Tata Steel Ltd’s management pointed out that steel prices have increased again, chiefly due to China. In the June quarter, domestic demand was dull and realizations declined sequentially. But an increase in global steel prices can change that. China has cut steel output and even better, its steel consumption is increasing. That’s a situation that will drive prices higher. On Monday, Chinese rebar steel futures rose by 7% to their highest level in four years, according to Reuters, sparking a similar jump in iron ore prices.
Tata Steel’s management said that international steel prices had risen by $80-100 per tonne in the past 4-5 weeks.
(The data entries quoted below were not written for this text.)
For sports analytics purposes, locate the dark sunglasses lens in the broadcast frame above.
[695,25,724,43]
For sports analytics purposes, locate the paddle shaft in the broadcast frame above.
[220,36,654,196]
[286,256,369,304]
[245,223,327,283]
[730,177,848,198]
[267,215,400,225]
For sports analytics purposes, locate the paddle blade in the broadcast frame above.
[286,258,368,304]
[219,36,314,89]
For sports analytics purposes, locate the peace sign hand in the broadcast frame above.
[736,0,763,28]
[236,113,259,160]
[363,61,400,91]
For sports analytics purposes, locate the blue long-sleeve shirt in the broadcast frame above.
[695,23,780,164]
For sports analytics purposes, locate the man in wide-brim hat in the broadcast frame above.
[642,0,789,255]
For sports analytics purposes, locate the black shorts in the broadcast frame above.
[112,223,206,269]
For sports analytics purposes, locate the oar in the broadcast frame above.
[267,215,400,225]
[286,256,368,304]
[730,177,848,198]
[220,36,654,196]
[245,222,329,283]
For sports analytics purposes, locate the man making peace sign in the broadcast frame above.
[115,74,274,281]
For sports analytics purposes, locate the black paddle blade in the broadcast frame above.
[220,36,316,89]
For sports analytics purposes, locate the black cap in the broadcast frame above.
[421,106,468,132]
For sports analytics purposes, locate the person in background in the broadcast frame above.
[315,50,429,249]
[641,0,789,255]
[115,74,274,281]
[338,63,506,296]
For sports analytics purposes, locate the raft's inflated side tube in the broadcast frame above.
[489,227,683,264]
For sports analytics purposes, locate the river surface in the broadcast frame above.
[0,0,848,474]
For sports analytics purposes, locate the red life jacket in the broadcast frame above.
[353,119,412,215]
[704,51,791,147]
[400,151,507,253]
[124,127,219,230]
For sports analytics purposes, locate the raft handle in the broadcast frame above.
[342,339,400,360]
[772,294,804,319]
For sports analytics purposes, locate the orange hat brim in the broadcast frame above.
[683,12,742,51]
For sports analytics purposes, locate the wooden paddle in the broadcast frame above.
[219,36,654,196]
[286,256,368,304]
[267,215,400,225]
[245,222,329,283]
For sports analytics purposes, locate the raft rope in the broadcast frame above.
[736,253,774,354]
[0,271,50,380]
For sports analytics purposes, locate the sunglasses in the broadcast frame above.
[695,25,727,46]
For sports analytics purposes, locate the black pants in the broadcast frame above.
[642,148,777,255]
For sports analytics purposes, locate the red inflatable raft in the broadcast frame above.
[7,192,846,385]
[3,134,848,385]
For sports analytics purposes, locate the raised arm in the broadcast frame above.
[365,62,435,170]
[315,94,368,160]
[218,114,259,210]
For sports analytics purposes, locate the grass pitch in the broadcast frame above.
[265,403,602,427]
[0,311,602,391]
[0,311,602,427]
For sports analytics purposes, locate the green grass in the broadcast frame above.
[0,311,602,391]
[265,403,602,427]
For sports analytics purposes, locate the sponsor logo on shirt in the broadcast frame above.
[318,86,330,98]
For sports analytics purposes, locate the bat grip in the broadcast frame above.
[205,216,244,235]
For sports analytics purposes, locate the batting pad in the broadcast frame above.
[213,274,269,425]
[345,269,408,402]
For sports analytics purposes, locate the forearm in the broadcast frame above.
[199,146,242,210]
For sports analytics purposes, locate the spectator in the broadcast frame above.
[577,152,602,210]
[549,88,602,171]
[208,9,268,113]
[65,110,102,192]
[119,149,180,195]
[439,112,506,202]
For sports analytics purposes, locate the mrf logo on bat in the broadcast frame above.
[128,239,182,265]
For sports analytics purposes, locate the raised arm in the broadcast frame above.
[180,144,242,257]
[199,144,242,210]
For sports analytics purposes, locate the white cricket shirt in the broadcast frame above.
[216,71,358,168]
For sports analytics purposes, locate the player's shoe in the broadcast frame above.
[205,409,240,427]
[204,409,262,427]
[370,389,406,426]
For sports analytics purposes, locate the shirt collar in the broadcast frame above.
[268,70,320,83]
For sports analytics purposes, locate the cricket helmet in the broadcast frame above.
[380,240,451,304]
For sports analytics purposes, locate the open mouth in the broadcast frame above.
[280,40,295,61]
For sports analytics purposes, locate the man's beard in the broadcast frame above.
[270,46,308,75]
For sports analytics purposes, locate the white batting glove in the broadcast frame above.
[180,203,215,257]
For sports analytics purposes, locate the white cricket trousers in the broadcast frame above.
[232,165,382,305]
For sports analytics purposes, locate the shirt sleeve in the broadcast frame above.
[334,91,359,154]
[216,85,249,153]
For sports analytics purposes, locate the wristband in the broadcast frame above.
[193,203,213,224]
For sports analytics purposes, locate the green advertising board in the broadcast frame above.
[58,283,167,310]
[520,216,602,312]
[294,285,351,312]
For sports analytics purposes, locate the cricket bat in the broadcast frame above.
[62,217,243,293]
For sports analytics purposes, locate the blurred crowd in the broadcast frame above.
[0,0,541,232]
India’s steel production has risen sharply because of capacity expansion. Tata Steel’s production was up by 32% in the June quarter, over a year ago, according to government data. The country’s steel output rose by 6.7% but consumption rose by only 4.6%. The rest has to be exported but becomes less profitable as prices have fallen.
That’s why Tata Steel’s consolidated revenue declined by 15.7%, with average realizations per tonne declining by 1.6%. The drop was mainly due to steel deliveries declining with a slight fall in realizations. But Ebitda declined by 32.4%, much more than sales did, because material costs declined by only 11.1%. Ebitda is short for earnings before interest, tax, depreciation and amortization, an indicator of operating profitability.
In Tata Steel’s case, in India, higher iron ore prices don’t matter because it has captive sources, but it imports about 70% of its coking coal requirement.
A spike in coking coal prices was the main reason for the jump in costs. The net result was a 21% decline in Ebitda per tonne in India. In Europe, the company benefited from higher realizations but even here, Ebitda declined due to higher input costs.
The increase in steel prices has to sustain so that Tata Steel (and other steel companies too) find it viable to export steel, which will reduce the domestic surplus and support prices. Its European operations too will benefit from better realisations. Conversely, if steel prices reverse then it could mean tougher times ahead. A lot depends on whether China continues to support global steel prices by producing less steel and consuming more of it.
Tata Steel said it’s close to reaching an agreement on its UK pension plan. If that happens and it also helps in the long-pending restructuring of its European business, that could be a swing factor for valuations. The goods and services tax rollout too has affected its India performance and a post-GST recovery can also help performance.
Its shares are up by more than a third since early-May. The 29% sequential decline in its Ebitda and the 47% decline in its profit before tax and exceptional items suggest caution although its year ago growth numbers looks good. If steel prices sustain the uptrend, the coming quarters should see much better numbers both in India and in its overseas operations.